Although the menu is endless the second choice was rather easy since Martucci is pizzaiolo, but he also invents and re-designs the world of pizza. From the same kitchen that hosts the two huge ovens for classic Neapolitan pizzas, we got the best pizza for 2020 – “The Future of Marinara” (“Futuro di Marinara”.)
Margherita might be a more famous pizza, but together with it, a pizzeria is measured by its Marinara.
They are the same classic Marinara ingredients – but different:
The tomatoes were baked before becoming the sauce, the normal garlic became ramsons pesto, the olives came from Caiazzo (where resides Pepe in Grani, the pizzeria that shared the first place with I Masanielli until last year, and now stands “only” in 5th place), the oregano from the mountains around Caserta, and the capers and anchovies from Sicily, in a delicious union of the South. Maybe like Masaniello wanted.
But the main innovation is the way of preparing the pizza. Unlike the classic ones that are only baked in a wooden oven, the “Dough of the Future” goes through three passages: steamed, fried, and baked.
The result is a very tall and very crunchy dough, and the toppings are in charge of the flavor.
We might need to get used to the idea that also this futuristic Marinara is a pizza – traditionalists surely will refuse to touch it – and that it’s not less tasty than the classic Marinara. If someone has the right to reset the borders of the pizza kingdom, it’s better if he’ll do it from the top.
We are already here, watching Francesco running around the kitchen, spotting him as he opens another ball of dough to a pizza disc. We cannot stop here.

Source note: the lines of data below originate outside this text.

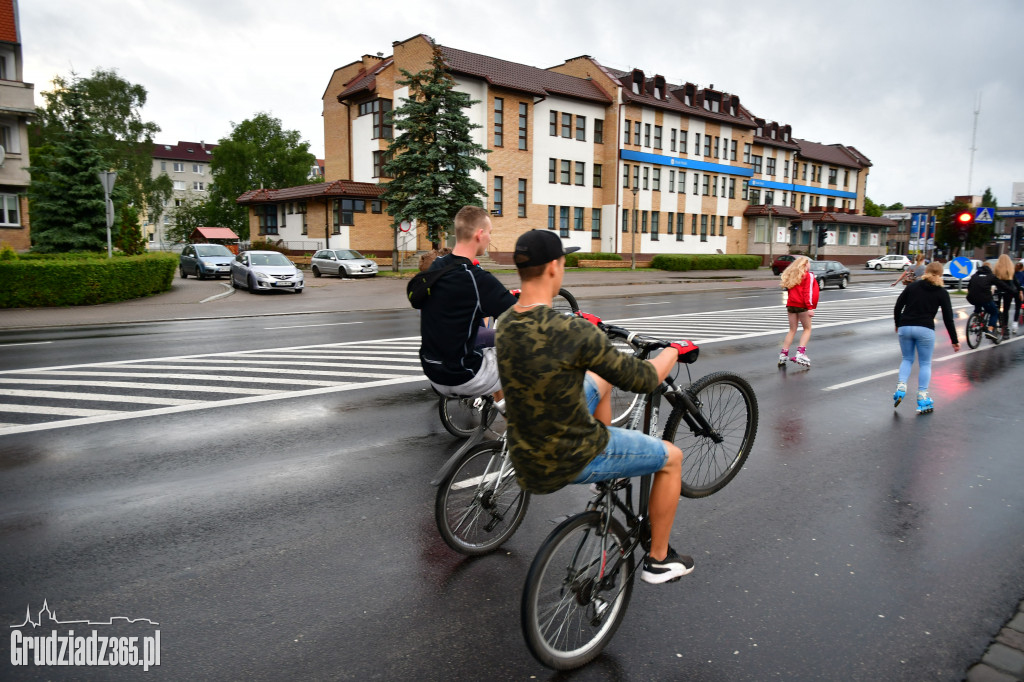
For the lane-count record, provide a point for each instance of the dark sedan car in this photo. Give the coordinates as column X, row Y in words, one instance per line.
column 829, row 272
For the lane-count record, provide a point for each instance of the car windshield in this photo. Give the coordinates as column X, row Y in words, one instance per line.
column 269, row 259
column 212, row 250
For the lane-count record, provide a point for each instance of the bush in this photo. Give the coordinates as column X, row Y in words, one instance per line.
column 56, row 280
column 712, row 261
column 572, row 259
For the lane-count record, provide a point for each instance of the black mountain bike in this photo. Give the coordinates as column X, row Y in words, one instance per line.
column 581, row 581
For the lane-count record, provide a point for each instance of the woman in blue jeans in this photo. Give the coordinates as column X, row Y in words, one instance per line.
column 914, row 315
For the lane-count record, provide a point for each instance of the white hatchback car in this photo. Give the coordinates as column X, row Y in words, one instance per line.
column 889, row 263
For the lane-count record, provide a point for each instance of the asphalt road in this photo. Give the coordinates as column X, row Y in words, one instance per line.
column 290, row 535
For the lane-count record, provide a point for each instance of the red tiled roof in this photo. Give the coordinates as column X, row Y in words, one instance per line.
column 512, row 76
column 8, row 22
column 336, row 188
column 216, row 232
column 183, row 152
column 836, row 155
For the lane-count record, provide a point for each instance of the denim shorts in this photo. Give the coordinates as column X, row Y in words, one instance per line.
column 628, row 454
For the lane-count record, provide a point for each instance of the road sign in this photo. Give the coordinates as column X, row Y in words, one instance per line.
column 961, row 267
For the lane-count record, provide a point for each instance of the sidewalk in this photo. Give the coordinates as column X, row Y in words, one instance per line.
column 193, row 299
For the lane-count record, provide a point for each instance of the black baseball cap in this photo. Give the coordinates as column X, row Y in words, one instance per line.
column 539, row 247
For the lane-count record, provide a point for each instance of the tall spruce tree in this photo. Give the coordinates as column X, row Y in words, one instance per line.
column 431, row 159
column 66, row 197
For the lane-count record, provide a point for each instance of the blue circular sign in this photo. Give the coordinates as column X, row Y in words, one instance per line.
column 961, row 267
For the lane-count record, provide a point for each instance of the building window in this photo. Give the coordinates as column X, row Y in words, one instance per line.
column 381, row 121
column 523, row 118
column 9, row 210
column 499, row 122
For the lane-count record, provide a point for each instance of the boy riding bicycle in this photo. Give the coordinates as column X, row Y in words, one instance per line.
column 555, row 372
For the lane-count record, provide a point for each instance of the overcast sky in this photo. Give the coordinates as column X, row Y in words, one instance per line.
column 897, row 79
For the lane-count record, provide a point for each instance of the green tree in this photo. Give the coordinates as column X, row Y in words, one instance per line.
column 66, row 198
column 112, row 109
column 431, row 159
column 257, row 154
column 190, row 214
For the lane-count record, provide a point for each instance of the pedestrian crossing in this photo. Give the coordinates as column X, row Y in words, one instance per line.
column 38, row 398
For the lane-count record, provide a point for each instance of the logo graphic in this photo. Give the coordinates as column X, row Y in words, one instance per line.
column 57, row 648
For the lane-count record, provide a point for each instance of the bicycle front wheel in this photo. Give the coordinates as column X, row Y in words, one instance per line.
column 975, row 330
column 565, row 303
column 479, row 505
column 459, row 416
column 713, row 458
column 577, row 591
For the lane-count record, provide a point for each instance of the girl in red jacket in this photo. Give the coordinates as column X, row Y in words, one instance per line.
column 800, row 305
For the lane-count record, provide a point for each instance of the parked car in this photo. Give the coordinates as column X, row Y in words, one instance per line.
column 890, row 262
column 781, row 262
column 951, row 282
column 343, row 262
column 205, row 260
column 829, row 272
column 263, row 270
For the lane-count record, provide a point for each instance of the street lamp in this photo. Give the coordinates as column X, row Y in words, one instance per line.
column 633, row 231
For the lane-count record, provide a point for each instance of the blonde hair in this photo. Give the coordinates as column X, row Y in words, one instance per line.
column 794, row 274
column 933, row 273
column 1004, row 268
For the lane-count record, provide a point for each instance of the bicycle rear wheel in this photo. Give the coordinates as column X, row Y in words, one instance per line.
column 975, row 330
column 479, row 505
column 459, row 416
column 565, row 303
column 570, row 609
column 713, row 459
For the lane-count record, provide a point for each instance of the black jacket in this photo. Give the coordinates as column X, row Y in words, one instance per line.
column 918, row 304
column 451, row 317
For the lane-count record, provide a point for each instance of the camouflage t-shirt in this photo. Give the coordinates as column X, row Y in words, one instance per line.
column 542, row 359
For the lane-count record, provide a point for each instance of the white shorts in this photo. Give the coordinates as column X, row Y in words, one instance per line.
column 485, row 382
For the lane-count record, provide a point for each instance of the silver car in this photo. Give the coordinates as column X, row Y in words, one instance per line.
column 343, row 262
column 263, row 270
column 205, row 260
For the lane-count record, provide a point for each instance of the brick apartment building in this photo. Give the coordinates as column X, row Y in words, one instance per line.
column 591, row 152
column 16, row 107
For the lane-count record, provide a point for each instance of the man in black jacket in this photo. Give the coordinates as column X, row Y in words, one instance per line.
column 456, row 360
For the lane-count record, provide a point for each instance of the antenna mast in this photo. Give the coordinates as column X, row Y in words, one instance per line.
column 974, row 139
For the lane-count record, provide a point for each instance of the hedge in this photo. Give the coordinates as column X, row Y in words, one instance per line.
column 711, row 261
column 573, row 258
column 83, row 280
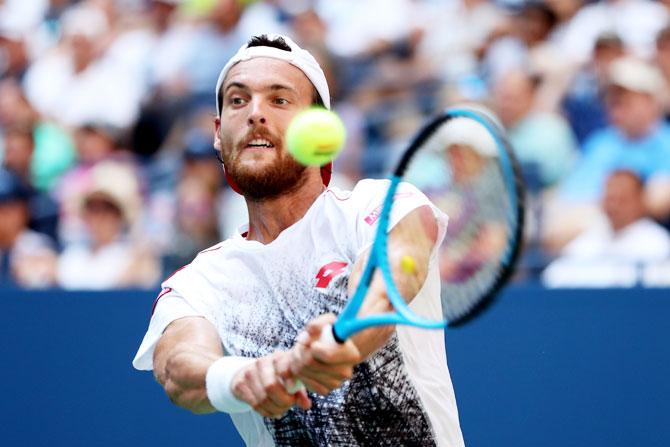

No appetizers and no dessert, we had to pick another pizza, and we picked “Quattro Pomodori”, the healthy version of “Quattro Formaggi”: semi-dried cherry tomatoes, red and yellow plum tomatoes, and when it gets out of the oven also dried ones that come from the slopes of Vesuvius, together with Primosale, one of the early stages of Pecorino cheese, yet here at FrancescoLand, it’s made of buffalo milk.
Such a beauty.
The crust is so high you can easily drive through.
While eating we imagined how great it is to live in a place where your home pizzeria is the best in the world. Not like local Copenhageners that cannot pop up at the door of Noma, there is much less struggle for residents of Caserta and the surroundings to decide that today they prefer to eat at one of I Masanielli venues, or at least order the pizza in.
Actually, the Martucci brothers want to send their pizza everywhere, so together they developed pizza that can get anywhere in Italy, Europe, and the world.
The unique way of preparing “the pizzas of the future” makes it possible to prepare at the restaurant the first two stages, and send it anywhere with the toppings aside. All that’s left to do is follow the instructions for finishing the baking in the home oven – and that’s it. According to Antonio Fucito, senior editor of Dissapore and the mastermind behind Garage Pizza, therefore a top authority when it comes to pizzas, apart from slight differences the result is (almost) the same as you’d eat in Caserta.